松本清張『霧の旗』を読んで
『霧の旗(松本清張小説セレクション 第6巻)』松本清張 1994.12.10 発行 中央公論新社
本書は、冤罪、獄死、弁護士のスキャンダル、女の復讐といった要素を含んだ社会派ミステリー。
兄の冤罪を信じ、柳田桐子が高名な弁護士大塚欽三に協力を求めますが、事態は思わぬ結末へ向かっていきます。
物語は昭和30年代半ばの九州で、金貸しの老女が強盗殺人事件に巻き込まれ、柳田桐子の兄で小学校教師の正夫が容疑者として逮捕されます。
正夫は被害者から生前金を借りており、殺害現場から借用証書を窃取するなど、状況は正夫にとって圧倒的に不利ではありますが、それでも彼は無罪を主張します。
思いあまった桐子は上京し、高名な弁護士である大塚に弁護の依頼を申し出ます。
しかし、高額な弁護費用を工面できないため、大塚は断ります。一審で出た判決は死刑であり、控訴中に正夫は獄中で非業の死を遂げます。桐子はその旨を大塚にはがきで伝えます。
その後、桐子は地元を離れ、上京してホステスになります。一方、大塚は桐子のはがきを読み、真犯人は桐子の兄以外にいることを突き止めます。
その頃、大塚の愛人である河野径子にも殺人容疑がかかりますが、桐子が見た犯人の姿を証言できる唯一の人物であることが判明します。
テーマ性に注目すると、現代社会で孤絶化し、陰の部分を抱えながら生きる人々にとって、法という司法制度がどのような存在かを問いかけ、その限界を浮き彫りにしている点が際立っています。冤罪や獄死といったテーマは、法と正義に対する信頼を揺さぶります。
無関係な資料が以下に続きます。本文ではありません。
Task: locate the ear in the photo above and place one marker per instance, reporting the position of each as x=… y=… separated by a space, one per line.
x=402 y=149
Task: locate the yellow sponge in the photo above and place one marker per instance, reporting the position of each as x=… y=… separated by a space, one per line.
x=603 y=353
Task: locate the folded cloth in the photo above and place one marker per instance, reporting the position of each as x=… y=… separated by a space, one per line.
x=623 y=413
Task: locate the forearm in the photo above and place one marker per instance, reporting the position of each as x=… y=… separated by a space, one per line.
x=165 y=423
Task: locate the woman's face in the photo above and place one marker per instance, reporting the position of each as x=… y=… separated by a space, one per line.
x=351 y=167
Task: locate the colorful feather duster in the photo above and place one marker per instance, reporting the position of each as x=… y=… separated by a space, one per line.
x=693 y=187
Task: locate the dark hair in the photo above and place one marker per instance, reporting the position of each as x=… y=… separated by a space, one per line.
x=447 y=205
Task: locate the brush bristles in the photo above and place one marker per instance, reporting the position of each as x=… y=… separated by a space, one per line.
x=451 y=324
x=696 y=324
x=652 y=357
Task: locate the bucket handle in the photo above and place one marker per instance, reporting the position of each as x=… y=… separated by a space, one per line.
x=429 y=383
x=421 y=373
特に、桐子が兄の死刑に対する激しい信念と大塚弁護士への復讐心を抱きながら物語が進んでいく構図が、狂気な感情の入り組んだ人間ドラマを生み出しています。
他の手立てはあったと思いますが、桐子はもうすでにパラノイアに陥っていたのだと考えられます。桐子の持つ異常な感情が、二つの冤罪を闇に葬ったという事実。感情ほど怖い凶器はないと思いました。
また、どちらが正しいとか関係はなく、絶対的な権力である司法制度という巨大なものと狂気を持って挑む無力な女性のドラマだと思いました。
今の日本の司法制度はそれなりに信じていますが、昔は少々荒っぽいところがあったかもしれません。事実、無実な人が起訴され、有罪に持ち込まれかねない事例がいくつかあります。これから先も、日本の司法制度がきちんと機能してくれることを願っています。
ここまでお読みいただきありがとうございました。また次の記事でお会いできたらと思います。